06-23-2014 04:40 PM
I'm developing on LabWindows/CVI 2013.
I'm having trouble with the Timer() function.
I'm using the Timer() function as a "time-out".
Before I go into a while loop I compute a timeout time. Each time around the loop the code calls Timer().
If Timer() returns a time that is greater than the timeout it exits with an error.
Very simple and I've used this often.
The problem is that every once in a while the Timer() function adds 2^32 (4294967296) to the value it returns.
This causes the timeout to happen when it should not.
It does not happen on a Win7 64 bit computer that I'm testing on.
But it does happen on a Win7 32 bit computer.
Another thing that may be significant is that this loop runs in and Async timer callback.
Anyone have any ideas on what is causing this?
Thanks,
Kirk
06-24-2014 02:41 AM
Hmmm, Timer returns a double, so there shouldn't be any rollover. There must be some bug in the function with an internal rollover.
06-24-2014 03:28 AM
Well, it used to exist a rollover problem in the very past (before CVI5.5 if I'm not wrong), when timer rolled over in about 49.5 days (2^32 msecs). It has been corrected in Timer () function and in UI timers. See this thread and this one for reference.

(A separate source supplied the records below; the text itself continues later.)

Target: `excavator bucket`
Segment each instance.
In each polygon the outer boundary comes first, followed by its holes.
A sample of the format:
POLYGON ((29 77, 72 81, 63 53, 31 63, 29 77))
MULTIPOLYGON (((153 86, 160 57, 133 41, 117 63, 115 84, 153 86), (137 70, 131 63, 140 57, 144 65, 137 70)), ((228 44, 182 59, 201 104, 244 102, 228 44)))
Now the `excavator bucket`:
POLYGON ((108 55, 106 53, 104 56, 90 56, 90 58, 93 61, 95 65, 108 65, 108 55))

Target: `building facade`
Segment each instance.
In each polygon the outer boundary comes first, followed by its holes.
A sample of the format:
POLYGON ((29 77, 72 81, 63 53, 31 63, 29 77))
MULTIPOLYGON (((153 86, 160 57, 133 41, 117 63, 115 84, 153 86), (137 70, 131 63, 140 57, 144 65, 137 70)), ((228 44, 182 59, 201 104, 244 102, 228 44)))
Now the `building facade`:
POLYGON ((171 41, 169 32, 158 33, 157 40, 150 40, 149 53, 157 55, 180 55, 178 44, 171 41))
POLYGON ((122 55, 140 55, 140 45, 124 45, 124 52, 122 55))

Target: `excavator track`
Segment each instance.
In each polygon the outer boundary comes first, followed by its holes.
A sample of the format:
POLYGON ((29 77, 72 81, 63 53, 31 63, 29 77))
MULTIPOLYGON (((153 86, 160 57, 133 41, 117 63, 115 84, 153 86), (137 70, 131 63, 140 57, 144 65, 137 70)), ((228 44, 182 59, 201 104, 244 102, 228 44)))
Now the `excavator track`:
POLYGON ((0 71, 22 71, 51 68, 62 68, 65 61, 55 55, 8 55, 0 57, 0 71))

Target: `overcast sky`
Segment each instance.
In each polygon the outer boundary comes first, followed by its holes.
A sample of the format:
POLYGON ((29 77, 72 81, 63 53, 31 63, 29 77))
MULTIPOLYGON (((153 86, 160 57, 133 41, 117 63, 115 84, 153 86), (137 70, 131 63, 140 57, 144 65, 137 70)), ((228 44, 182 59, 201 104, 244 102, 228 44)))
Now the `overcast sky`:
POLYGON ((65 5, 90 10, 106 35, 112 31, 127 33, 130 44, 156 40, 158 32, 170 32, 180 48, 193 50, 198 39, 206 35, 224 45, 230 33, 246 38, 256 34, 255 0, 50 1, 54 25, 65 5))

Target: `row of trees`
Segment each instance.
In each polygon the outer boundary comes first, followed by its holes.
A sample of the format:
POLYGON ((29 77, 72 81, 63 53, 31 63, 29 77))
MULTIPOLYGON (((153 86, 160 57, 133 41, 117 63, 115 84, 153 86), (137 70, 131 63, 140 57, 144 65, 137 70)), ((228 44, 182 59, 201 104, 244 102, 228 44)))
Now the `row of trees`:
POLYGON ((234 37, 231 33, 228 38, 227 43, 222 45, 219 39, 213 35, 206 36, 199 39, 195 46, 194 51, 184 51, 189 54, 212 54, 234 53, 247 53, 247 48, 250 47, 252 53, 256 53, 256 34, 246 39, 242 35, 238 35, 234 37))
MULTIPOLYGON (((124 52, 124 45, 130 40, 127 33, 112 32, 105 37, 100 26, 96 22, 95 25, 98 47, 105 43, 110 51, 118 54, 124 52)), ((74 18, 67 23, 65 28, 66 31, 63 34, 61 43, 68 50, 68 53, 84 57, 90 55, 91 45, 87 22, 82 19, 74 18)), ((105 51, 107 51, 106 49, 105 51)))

In both threads, however, Luis says that async timers are implemented differently and could be subject to this problem. I don't know if it has been resolved since 2007.
In the past I used to use async timers for long-lasting tests and I had properly handled the rollover, next I moved to a different approach so I can't tell if and when it has been corrected.
06-24-2014 09:47 AM
Since then, I don't have any new information regarding async timers. However, it sounds as if the problem in this case is wiith the Timer() function. If so, it doesn't matter that the main loop is taking place within an async timer callback, since that does not impact the values returned by Timer().
Also, there is no indication in the problem description that this program or loop runs for a very long time (49 days or greater), so I'd be disinclined to suspect a rollover problem.
At this point I'm stumped as to what might be causing this. If it is system-dependent, I suppose it could be being caused by some misfiring of the performance counter (I've seen that happen only once before, because of some faulty hardware, but that's still vague speculation on my part). Is this problem consistently reproducible, and does the failure happen relatively early in the process? If so, would it be possible to test a simple program in this computer that does nothing but call the Timer function in a loop and logs the return values, in order to analyze the bad behavior in a more deterministic manner, and also hopefully rule out possible interference from other areas of the program?
Luis
06-24-2014 12:29 PM
Roberto, Luis,
Luis you are correct, the problem is with the return from a call to Timer(). In about 2 hours of running it jumped up by 2^32 about 20 times.
For now I've coded a work-around that looks for the jump and recalculates my timeout time so it doesn't exit the loop early.
This seems to work but I'd like to know why this is happening.
Here's a sample of what I'm seeing in my application for Timer() values when it "jumps":
getAccLogTimeNow = 4295079.367815
getAccLogTimePrevious = 112.071812
getAccLogDelta Now - Previous = 4294967.296003
getAccLogTimeNow = 8590396.950761
getAccLogTimePrevious = 4295429.371964
getAccLogDelta Now - Previous = 4294967.578797
getAccLogTimeNow = 12885613.959814
getAccLogTimePrevious = 8590646.663812
getAccLogDelta Now - Previous = 4294967.296002
getAccLogTimeNow = 17181056.510927
getAccLogTimePrevious = 12886088.959695
getAccLogDelta Now - Previous = 4294967.551232
getAccLogTimeNow = 21476063.514672
getAccLogTimePrevious = 17181096.218672
getAccLogDelta Now - Previous = 4294967.296000
getAccLogTimeNow = 25771130.848408
getAccLogTimePrevious = 21476163.552405
getAccLogDelta Now - Previous = 4294967.296003
Today I created a simple application and I'm running it at the same time as the program that has the problem. So far the simple app. does not show any problem.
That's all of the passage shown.